Research Article
Integrating Demographic, Clinical, and Behavioral Risk Factors for Cardiovascular Disease: A Random Forest Approach for Analysis, Prevention, and Prediction
@INPROCEEDINGS{10.4108/eai.21-11-2024.2354595, author={Ai Li and Fanrui Yang}, title={Integrating Demographic, Clinical, and Behavioral Risk Factors for Cardiovascular Disease: A Random Forest Approach for Analysis, Prevention, and Prediction}, proceedings={Proceedings of the 2nd International Conference on Machine Learning and Automation, CONF-MLA 2024, November 21, 2024, Adana, Turkey}, publisher={EAI}, proceedings_a={CONF-MLA}, year={2025}, month={3}, keywords={cardiovascular disease (cvd) risk prediction random forest mendelian randomization (mr) epidemiological data}, doi={10.4108/eai.21-11-2024.2354595} }
- Ai Li
Fanrui Yang
Year: 2025
Integrating Demographic, Clinical, and Behavioral Risk Factors for Cardiovascular Disease: A Random Forest Approach for Analysis, Prevention, and Prediction
CONF-MLA
EAI
DOI: 10.4108/eai.21-11-2024.2354595
Abstract
Cardiovascular disease (CVD) remains a critical health concern worldwide, posing a significant threat to human well-being. Previous studies have established that behavioral factors (e.g. alcohol consumption), specific clinical indicators, and demographic characteristics (e.g., CKD) are key determinants influencing the risk of CVD. To identify the most impactful predictive factors and further enhance the prevention and treatment of CVD, we analyzed two datasets containing various CVD-related factors. Following Exploratory Data Analysis (EDA), we utilized multiple models for prediction, including random forest, MLP, deepFM,XGBoost etc, using GridSearch for best performance. Our findings reveal that the best prediction model is Random Forest model. In dataset A, the primary factors are BMI, AgeCategory (age), SleepTime (sleep duration), GenHealth and PhysicalHealth.
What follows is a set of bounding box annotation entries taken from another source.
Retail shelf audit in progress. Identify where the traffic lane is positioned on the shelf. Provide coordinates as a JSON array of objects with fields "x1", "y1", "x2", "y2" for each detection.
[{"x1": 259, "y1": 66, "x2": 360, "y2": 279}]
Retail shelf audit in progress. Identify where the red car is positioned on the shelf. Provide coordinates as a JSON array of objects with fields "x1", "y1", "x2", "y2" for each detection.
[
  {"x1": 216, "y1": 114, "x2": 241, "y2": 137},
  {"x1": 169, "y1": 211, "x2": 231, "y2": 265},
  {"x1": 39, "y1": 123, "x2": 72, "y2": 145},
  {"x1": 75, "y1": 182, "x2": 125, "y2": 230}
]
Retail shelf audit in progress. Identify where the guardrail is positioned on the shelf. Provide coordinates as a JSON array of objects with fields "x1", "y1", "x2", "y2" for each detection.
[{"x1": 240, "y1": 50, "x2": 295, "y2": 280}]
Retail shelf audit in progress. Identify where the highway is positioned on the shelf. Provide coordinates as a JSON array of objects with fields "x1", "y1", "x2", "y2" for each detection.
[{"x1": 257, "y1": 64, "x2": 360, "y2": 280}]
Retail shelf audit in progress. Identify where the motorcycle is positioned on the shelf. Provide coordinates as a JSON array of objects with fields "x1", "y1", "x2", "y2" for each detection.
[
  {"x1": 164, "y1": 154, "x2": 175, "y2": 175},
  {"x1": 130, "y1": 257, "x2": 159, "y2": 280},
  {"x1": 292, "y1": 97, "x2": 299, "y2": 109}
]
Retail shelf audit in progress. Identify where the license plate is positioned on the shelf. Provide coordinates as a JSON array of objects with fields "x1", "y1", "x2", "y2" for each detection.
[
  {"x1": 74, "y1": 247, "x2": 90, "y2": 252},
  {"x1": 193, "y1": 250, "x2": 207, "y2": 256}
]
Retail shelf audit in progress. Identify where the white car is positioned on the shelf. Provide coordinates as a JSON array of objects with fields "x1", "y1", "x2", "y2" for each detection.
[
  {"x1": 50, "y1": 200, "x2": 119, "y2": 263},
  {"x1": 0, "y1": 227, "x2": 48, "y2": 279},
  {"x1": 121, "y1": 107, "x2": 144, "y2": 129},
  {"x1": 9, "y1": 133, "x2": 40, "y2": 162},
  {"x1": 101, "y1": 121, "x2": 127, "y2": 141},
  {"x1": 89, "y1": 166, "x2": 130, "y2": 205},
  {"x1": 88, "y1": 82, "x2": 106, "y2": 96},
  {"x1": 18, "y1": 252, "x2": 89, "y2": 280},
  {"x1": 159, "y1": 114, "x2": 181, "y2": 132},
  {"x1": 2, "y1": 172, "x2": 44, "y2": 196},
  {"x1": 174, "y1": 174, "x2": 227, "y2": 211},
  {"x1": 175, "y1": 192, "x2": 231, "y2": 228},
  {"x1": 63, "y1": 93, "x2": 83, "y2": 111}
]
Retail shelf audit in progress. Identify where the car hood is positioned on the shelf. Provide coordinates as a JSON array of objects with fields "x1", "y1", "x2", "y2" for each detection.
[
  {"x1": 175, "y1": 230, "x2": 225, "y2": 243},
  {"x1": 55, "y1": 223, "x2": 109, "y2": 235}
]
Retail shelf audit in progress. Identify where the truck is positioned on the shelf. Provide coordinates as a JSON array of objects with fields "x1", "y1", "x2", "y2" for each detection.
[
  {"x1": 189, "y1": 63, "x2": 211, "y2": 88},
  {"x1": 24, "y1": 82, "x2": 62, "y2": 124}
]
While in dataset B, which includes more clinically relevant features, the most significant predictors are HadAngina, State, AgeCategory, ChestScan and BMI. The comparative analysis of both datasets demonstrates that the dataset with more detailed clinical data (dataset B) yields more accurate predictions for CVD risk than the dataset focusing on just behavioral and demographic factors (dataset A). These findings highlight the importance of combining detailed clinical data with behavioral and demographic information to improve the precision of CVD risk prediction and management.